This starts with building a capable state staffed by qualified, fit-for-purpose individuals. We need a government that is agile and responsive. And we need our cities and towns to be at the forefront of driving growth through not only clean governance but also through innovative ideas.
The expanded unemployment rate here in the Eastern Cape is 46%. That means almost half of all working-age citizens in this province cannot find a job.
That is a shameful statistic and one which requires all of our attention. If we are to have any chance of turning this around, then we will need to transform our towns and cities into modern economies, attractive to both businesses and citizens alike.
This is why it is crucial that we embrace new ideas and new technology that can open doors to investors as well as deliver services to citizens. And not only at national government level. New thinking and innovative ideas should be the key focus of all levels and spheres of government if we are to prepare ourselves for the future.
Koraal Street in Jeffreys Bay is a good example of this kind of thinking. Almost 2km of it is being resurfaced using recycled plastic material as a binder in the asphalt, and it should be completed by the end of October.
It is the first time that this technology is being trialed in South Africa to build an eco-friendly road.
The recycled plastic replaces a large portion of the bitumen in asphalt, which is made from crude oil. There are multiple benefits to using this material.
For starters, it takes tonnes of plastic from our landfills and prevents this from breaking down and leaching into the groundwater. It is strong and resistant to wear, with significantly fewer potholes, cracks or breaks.

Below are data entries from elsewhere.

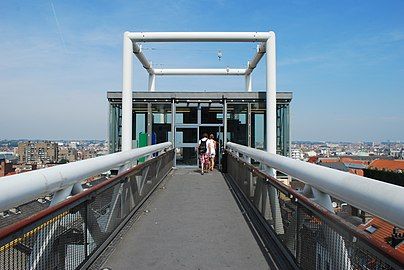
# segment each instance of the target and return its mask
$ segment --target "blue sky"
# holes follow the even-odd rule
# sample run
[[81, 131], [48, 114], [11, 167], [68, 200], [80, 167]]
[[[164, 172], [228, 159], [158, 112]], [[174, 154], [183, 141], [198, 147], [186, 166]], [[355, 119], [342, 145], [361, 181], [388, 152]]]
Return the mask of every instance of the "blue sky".
[[[1, 1], [0, 139], [106, 138], [124, 31], [273, 30], [278, 91], [294, 93], [292, 139], [404, 141], [402, 14], [403, 1]], [[161, 67], [244, 67], [254, 49], [145, 45]], [[134, 67], [134, 87], [145, 89], [147, 74]], [[244, 90], [244, 81], [168, 77], [157, 89]]]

And then there is the employment aspect, with the potential for hundreds of jobs not only in the construction of the roads but also upstream in the collection and sorting of the waste.
This particular product has been extensively tested and does not leech plastic particles into the environment – unlike some so-called eco-roads that end up doing more harm than good.

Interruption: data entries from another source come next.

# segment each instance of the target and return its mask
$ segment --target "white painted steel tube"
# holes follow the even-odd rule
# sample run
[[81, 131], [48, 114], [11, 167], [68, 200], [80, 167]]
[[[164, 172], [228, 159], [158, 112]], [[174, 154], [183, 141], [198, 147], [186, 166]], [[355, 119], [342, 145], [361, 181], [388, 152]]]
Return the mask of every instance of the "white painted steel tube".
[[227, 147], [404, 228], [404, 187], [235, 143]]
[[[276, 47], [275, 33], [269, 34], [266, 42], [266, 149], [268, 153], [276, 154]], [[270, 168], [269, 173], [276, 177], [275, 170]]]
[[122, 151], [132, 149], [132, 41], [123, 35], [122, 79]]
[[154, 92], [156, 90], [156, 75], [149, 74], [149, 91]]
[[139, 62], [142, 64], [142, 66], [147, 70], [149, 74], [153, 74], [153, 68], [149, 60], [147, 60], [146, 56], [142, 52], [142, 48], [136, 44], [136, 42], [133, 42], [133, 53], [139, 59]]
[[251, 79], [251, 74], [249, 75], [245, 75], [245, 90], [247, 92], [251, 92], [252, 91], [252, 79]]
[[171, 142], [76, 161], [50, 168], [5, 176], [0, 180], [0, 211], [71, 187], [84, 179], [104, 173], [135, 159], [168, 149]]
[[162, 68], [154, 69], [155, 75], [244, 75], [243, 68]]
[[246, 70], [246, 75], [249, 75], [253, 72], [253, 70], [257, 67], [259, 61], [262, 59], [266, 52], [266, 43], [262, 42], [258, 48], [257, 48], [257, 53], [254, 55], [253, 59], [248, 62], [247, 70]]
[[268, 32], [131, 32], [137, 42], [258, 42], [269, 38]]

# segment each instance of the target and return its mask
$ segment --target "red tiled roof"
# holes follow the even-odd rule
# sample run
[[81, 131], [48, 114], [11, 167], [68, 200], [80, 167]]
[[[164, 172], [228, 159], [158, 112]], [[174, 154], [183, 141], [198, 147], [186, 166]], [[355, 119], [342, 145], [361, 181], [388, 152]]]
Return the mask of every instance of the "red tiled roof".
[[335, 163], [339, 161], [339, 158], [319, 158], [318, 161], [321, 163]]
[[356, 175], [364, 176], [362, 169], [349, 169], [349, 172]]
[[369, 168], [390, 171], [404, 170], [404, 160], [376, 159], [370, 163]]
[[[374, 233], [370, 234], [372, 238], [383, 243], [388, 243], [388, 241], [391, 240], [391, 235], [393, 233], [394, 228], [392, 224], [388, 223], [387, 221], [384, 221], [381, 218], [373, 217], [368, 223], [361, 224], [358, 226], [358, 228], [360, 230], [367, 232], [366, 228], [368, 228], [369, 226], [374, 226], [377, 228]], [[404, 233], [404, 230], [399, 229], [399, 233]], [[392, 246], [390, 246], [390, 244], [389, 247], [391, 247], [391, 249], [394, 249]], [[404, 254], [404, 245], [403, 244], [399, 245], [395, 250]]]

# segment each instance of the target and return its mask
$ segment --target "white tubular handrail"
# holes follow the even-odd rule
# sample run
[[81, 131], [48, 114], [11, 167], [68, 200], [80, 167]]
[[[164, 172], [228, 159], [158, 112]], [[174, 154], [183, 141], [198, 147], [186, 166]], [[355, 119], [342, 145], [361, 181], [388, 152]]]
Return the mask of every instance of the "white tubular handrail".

If this pilot project is successful, then this could have a major impact not only on the quality of our road surfaces but also on our environment.

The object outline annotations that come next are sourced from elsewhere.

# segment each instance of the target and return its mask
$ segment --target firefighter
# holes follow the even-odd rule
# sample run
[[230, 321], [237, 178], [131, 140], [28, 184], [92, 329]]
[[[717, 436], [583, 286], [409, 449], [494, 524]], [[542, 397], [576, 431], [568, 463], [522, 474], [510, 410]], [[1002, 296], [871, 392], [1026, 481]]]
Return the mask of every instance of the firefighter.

But this isn’t the only exciting pilot project being undertaken by the DA-led Kouga municipality. Elsewhere they have also started testing a special kind of concrete normally used in the underground roads of mines to fill potholes.
This special concrete dries rock hard within an hour and could be the answer to the municipality’s daunting pothole problem.
When it comes to innovating solutions and the use of technology, DA governments across the country are setting the standard.
The world will not wait for South Africa to catch up. It is up to us to leave the 20th century and all its out-dated ideas behind and meet the challenges of the 21st-century head-on.
Because only then will we succeed in building sustainable and integrated towns and cities, and building one South Africa for all.